Le droit de vote des résidents étrangers

Le droit de vote des résidents étrangers

Le droit de vote des résidents étrangers

Depuis 1994, La Lettre de la citoyenneté publie, presque chaque année, les résultats d’un sondage avec la même question portant sur l’attribution du droit de vote aux résidents étrangers, non communautaires, pour les élections municipales et européennes (1). Aux yeux de certains, cette question peut paraître incongrue ou même provocatrice. Il n’en est que plus intéressant de suivre les résultats de ces sondages qui s’étalent sur plus de 20 ans avec, à chaque fois, la même question. Et de voir les réponses.

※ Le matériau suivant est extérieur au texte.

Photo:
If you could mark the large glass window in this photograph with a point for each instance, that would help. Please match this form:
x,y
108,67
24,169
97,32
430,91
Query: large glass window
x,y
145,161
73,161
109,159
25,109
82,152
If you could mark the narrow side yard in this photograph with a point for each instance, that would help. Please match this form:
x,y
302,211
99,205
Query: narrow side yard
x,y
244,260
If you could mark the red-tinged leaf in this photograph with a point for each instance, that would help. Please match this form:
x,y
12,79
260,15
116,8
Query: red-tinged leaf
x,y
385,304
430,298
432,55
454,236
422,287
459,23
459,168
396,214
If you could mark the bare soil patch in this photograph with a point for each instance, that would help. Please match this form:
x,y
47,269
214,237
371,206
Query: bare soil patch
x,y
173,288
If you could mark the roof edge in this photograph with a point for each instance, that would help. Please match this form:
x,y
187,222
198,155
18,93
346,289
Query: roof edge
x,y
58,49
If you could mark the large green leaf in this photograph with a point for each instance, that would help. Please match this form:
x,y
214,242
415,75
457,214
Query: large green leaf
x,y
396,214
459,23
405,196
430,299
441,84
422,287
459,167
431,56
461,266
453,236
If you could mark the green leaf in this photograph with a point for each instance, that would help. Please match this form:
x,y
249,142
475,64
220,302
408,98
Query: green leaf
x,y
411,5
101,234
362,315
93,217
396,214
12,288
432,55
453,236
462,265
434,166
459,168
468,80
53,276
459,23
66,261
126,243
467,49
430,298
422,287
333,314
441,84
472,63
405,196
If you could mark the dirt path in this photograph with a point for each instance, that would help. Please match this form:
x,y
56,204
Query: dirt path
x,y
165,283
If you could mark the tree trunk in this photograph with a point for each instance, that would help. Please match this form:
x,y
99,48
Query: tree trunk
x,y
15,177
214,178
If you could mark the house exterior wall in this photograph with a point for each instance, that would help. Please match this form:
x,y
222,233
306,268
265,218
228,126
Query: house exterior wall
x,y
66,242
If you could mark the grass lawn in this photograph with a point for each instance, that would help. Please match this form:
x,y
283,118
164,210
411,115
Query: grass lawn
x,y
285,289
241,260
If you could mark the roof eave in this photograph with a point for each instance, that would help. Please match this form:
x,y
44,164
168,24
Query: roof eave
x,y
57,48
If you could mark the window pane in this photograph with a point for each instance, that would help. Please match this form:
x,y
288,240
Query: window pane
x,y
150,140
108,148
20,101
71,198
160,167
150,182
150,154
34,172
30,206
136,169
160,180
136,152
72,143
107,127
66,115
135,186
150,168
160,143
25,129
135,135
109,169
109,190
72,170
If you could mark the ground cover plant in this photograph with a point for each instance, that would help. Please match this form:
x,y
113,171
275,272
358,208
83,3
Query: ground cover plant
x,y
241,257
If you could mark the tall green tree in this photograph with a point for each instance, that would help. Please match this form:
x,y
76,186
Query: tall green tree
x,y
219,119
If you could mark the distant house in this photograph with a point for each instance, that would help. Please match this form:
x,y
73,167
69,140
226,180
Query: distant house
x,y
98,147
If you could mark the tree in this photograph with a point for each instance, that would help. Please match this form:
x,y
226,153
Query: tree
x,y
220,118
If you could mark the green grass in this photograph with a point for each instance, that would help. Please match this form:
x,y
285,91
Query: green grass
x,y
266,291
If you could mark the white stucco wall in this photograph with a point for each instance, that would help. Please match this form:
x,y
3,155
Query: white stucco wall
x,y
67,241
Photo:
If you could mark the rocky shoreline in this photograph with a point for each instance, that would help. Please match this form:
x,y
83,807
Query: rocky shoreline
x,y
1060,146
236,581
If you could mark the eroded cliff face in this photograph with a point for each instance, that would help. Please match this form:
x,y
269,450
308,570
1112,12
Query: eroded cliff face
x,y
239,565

Le droit de vote des résidents étrangers

Quelques constatations à partir du tableau des résultats de 1994 à 2018.
Sur les 21 sondages, la proportion des réponses favorables est égale ou supérieure à 50% dans 13 cas et, dans 8 cas, les enquêtés se déclarent majoritairement opposés à l’extension du droit de vote.
En 1999, pour la première fois, les sondés se déclaraient en majorité (52%) favorables (45% opposés) à l’extension du droit de vote pour les élections municipales et européennes aux résidents étrangers, non communautaires, vivant en France.

A partir de cette date et jusqu’en octobre 2018, sur les 16 sondages réalisé, 13 donnent une majorité de réponses favorables et 3 opposées. Depuis 12 ans, c-à-d depuis 2006, ce sont tous les sondages - 10, il n’y en a pas eu en 2010 et 2012 – qui ont donné des résultats en majorité favorables au droit de vote.

Lors 2 des 3 sondages avec une majorité de réponses opposées, on peut noter une chute de 12 points des opinions favorables par rapport au sondage précédent : le premier, celui de 2001 a été fait deux mois après les attentats de New-York du 11 septembre et celui de 2004 un mois après l’attentat du 11 mars 2004 à Madrid ! Les résultats de 2005 étaient proches de ceux de 2004. Les résultats de 2014 permettent aussi de constater une baisse du taux de réponses favorables qui reste cependant majoritaire : majorité relative en 2014, 47 % conte 44%, avec une baisse de 7 points des réponses favorables et une hausse de 2 poins des opposés par rapport à 2013. Mais, les favorables deviennent majoritaires à 50 % contre 47 % en 2015 et 54 % contre 42 % en 2016, 56 % contre 39 % en 2017 et 58 % contre 39 % en 2018.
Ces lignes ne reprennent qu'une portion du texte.